Seuls en Scène, Princeton’s French Theater Festival, brings celebrated French actors and directors, as well as promising early-career artists, to Princeton University and the local community to present their work, introducing American audiences to dynamic and engaging French productions. All events are free, mostly performed in French and open to the public but require a reservation.
This season will open with Interview, a play written by Le Monde contributor Nicolas Truong about the intricacies and art of the interview, one of the most common journalistic practices. Throughout the next two weeks, the festival will perform together L’Art du théâtre and Le débute de l’A. two plays written by Pascal Rambert about acting and love respectively. Afterward, By Heart by Tiago Rodrigues, Prométhée Enchaîné & Les Suppliantes by Olivier Py, Unwanted by choreographer Dorothée Munyaneza about women during the Rwandan genocide, and Portrait(s) Foucault—Letzlove, based on a conversation between a young hitchhiker and philosopher Michel Foucault.

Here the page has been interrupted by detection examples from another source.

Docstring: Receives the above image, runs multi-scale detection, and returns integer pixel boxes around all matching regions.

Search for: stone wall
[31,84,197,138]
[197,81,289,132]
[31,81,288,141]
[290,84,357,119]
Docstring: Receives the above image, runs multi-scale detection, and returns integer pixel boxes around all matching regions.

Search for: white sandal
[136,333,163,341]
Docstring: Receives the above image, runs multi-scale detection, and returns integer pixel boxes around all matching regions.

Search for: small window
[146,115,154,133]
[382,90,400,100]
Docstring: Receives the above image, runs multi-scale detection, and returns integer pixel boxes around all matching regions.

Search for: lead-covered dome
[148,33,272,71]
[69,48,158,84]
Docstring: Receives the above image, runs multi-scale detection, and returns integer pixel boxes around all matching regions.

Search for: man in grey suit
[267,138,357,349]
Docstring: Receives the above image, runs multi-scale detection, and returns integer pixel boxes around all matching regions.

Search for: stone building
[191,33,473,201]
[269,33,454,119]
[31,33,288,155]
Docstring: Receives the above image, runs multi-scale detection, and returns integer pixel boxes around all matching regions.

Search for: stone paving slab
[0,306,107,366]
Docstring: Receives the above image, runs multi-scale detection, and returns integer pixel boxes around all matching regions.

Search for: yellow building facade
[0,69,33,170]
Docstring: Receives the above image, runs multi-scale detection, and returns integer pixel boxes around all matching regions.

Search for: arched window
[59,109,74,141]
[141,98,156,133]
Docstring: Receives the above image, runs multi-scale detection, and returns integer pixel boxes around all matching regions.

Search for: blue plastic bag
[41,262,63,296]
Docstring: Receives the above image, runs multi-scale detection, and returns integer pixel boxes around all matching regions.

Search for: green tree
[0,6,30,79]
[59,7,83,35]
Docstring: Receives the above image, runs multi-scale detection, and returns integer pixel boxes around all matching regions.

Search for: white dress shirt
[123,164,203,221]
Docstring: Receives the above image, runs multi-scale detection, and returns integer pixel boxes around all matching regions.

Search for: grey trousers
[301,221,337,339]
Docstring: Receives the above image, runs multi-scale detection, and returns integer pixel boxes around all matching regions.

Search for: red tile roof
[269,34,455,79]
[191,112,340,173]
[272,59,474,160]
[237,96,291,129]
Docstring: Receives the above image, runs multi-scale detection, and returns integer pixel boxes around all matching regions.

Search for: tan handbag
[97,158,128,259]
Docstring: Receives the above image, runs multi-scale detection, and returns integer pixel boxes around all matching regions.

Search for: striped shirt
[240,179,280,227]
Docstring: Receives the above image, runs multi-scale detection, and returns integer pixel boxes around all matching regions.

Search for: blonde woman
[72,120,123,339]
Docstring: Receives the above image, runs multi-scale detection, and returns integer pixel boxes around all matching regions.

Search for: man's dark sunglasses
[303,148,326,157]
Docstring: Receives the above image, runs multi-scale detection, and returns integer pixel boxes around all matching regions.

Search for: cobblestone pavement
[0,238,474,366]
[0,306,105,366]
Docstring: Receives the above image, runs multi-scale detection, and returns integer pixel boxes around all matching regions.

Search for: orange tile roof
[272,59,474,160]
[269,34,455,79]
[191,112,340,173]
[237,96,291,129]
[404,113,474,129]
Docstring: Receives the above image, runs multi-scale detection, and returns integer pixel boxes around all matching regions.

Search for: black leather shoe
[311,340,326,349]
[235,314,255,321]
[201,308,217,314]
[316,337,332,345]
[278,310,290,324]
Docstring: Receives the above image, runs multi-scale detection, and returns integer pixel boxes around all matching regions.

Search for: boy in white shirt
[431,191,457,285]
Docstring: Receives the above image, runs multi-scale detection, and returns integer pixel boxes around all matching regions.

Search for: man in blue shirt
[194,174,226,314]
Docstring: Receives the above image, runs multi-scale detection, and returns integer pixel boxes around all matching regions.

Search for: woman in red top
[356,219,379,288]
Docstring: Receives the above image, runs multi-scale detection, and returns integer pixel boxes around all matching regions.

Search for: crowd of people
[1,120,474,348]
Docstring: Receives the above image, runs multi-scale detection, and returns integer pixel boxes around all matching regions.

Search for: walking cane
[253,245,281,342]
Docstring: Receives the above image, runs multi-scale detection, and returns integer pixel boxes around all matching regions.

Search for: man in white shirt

Finally, the festival closes with Myrrha, a part of Guillaume Vincent’s series Songes et Métamorphoses, which presents Shakespeare’s Midsummer Night’s Dream followed by Vincent’s interpretation of several Ovidian myths that are adapted to our time.
This festival was curated by Florent Masse, Senior Lecturer in Princeton’s Department of French and Italian, since its creation in 2012. Masse is also the director of L’Avant-Scène, the French theatre workshop at Princeton that offers students the chance to improve their language skills by acting in French and putting it in motion.